The second is to coordinate a fiscal expansion with the ECB acting as a lender of last resort if needed. But how does this coordination happen and on what terms? This also requires institutions and will require summit after summit – if previous experiences are any guide.

The third is the German plan to have a supranational fiscal authority which is given the power to make expenditures and earn via taxes. In my opinion this is what Germany is looking for and not a small institution which is obsessed with balanced budgets and no fiscal powers. Of course if there is a supranational fiscal authority the nations may have to balance budgets(!) while this institution itself runs a deficit and is involved in substantial transfer of fiscal resources (quite opposite of what Charles Goodhart thinks!).

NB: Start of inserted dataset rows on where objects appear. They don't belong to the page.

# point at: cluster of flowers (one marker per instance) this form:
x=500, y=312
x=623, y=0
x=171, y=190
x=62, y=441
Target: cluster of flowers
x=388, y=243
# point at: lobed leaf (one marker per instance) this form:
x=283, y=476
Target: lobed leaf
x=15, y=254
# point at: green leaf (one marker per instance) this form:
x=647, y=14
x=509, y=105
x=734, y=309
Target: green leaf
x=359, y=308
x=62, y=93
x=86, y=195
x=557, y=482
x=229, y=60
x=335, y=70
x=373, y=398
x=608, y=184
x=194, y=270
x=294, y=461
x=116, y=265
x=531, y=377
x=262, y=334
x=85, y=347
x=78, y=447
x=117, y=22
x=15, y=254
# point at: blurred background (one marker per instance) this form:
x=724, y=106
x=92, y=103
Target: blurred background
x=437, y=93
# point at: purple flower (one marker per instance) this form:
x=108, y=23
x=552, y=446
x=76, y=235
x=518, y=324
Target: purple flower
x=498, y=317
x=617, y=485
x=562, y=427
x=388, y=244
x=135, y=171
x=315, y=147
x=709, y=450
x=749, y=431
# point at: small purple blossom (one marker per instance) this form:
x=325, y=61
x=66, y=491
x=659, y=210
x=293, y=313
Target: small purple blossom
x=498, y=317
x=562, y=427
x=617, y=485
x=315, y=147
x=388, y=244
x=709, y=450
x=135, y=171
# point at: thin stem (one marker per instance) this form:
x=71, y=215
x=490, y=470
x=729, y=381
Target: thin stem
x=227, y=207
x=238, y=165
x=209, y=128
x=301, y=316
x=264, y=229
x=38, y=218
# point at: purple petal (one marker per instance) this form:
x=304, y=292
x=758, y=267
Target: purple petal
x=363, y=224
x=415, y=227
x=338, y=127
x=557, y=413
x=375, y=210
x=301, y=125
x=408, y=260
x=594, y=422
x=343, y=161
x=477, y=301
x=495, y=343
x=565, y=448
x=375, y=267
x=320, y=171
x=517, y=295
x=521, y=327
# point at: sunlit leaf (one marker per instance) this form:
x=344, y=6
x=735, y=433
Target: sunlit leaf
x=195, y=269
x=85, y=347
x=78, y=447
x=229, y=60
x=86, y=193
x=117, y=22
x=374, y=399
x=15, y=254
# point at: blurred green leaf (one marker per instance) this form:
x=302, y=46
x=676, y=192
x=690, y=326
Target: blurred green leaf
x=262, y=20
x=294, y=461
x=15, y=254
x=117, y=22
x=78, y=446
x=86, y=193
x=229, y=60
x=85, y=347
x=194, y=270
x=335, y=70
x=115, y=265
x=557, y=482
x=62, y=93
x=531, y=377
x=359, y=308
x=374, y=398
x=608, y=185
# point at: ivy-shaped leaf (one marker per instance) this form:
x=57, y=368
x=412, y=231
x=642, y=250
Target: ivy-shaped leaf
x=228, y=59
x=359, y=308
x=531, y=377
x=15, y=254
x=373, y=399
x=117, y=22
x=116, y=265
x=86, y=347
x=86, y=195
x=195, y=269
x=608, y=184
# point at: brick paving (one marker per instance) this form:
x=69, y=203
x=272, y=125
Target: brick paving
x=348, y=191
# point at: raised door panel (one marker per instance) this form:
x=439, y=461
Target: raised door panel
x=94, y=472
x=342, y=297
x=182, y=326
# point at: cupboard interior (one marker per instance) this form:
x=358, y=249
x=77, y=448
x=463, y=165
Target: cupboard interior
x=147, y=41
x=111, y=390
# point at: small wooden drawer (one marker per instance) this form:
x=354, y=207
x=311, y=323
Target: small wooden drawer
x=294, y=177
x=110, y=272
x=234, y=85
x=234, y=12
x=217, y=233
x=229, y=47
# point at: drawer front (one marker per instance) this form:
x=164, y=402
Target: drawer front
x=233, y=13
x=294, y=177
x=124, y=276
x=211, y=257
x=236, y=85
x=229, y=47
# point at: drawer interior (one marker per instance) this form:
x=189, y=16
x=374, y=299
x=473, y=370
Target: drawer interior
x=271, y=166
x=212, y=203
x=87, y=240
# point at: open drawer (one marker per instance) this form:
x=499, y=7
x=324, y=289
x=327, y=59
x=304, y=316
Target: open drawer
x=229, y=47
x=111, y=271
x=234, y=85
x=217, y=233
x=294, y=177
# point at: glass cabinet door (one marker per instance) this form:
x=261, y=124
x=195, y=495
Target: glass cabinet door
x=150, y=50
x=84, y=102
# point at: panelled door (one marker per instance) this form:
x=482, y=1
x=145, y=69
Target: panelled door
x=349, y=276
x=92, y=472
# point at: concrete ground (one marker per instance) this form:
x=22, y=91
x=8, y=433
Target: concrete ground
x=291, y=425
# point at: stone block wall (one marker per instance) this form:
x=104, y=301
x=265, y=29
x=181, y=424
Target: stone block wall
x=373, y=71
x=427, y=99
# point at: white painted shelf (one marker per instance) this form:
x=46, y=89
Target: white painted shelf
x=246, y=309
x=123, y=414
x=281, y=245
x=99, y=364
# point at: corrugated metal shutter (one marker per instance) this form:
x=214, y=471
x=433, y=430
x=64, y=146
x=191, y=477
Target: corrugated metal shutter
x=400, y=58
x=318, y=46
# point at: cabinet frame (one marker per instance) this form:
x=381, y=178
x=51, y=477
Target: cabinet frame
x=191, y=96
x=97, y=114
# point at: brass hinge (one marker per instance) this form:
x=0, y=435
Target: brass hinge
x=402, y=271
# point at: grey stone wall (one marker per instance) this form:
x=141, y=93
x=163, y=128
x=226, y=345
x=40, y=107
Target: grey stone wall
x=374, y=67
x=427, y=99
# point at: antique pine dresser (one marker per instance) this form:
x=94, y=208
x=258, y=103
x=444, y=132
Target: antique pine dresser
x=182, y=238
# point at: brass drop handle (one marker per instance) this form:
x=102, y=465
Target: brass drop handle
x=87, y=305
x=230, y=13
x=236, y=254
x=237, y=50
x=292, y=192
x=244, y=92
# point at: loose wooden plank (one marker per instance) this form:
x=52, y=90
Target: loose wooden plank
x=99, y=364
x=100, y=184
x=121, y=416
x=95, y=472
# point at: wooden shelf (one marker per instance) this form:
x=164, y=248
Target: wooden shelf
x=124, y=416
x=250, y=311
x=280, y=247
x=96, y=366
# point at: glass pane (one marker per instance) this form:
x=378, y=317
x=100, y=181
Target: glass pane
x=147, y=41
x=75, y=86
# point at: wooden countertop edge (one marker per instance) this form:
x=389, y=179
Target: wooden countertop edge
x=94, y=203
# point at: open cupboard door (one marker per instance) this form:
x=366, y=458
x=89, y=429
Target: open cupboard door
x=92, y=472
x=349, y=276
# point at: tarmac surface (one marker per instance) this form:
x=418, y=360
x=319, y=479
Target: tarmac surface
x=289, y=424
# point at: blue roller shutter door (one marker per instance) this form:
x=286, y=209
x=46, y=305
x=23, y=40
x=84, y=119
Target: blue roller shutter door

Economists such as Nouriel Roubini object to the German plan citing surrendering of sovereignty as the reason. It should however be noted that by signing the Maastricht Treaty Euro Area nations have already surrendered their sovereignty. Now, they could either cede more powers to “Europe” or (since there is a lack of trust) decide to break the Euro Area.

There are advantages of breaking up but it will be a terrible thing for Europe. It is also unclear how it can be implemented – given that at some level the Euro Area is integrated. With a lack of trust, this may be the best thing to do but in my opinion, it is the task of the European leaders to work toward gaining each others’ trusts.

The reason Angela Merkel has rejected the “debt pooling” plan of Herman Van Rompuy, José-Manuel Barroso, Jean-Claude Juncker and Mario Draghi (and also pushed by George Soros) is that it really does not solve anything except satiating the instant gratification wants of the financial markets. The Germans haven’t rejected the €-bonds per se.

Merkel’s plan – what’s called transfer union in Germany may meet with substantial opposition by German citizens. The Germans tend to think that they will be paying higher taxes without knowing that at the same time their incomes will be higher because the new union will be substantially less deflationary. A referendum may likely fail and this remains a challenge. The Euro Area needs an Alexander Hamilton as Ronald McKinnon argued recently.

My purpose of writing this post was to point out the in the media – especially the financial media – Germany is shown to be the villain. For example I think Wolfgang Munchau – who generally writes well said this in the Financial Times (The real victor in Brussels was Merkel)

The most important event last week was probably not the agreement at the summit anyway, but the statement by Ms Merkel that there will be no eurozone bonds “for as long as I live”. My belief is that this statement reveals she is not serious about political union, to which she has been paying lip-service over the past few weeks. Her tactics remind me of the “coronation theory” of the 1980s: the Bundesbank used to say that monetary union was acceptable but only after full political union was completed. It was another way of saying never. I always suspected all this talk about long-term solutions might be a ruse. Now, it seems, we know.

If Ms Merkel is right and there are no eurozone bonds in her lifetime, the eurozone will not survive. Without eurozone bonds or a change in ECB policy, Italy’s and Spain’s debt – and eurozone membership – is not sustainable. That was as true on Wednesday as it is today.

This is a slight misrepresentation of Merkel because she said that there will be no €-bonds in the plan presented in the last week’s summit (which didn’t have a common fiscal policy) and hence not without any qualifications.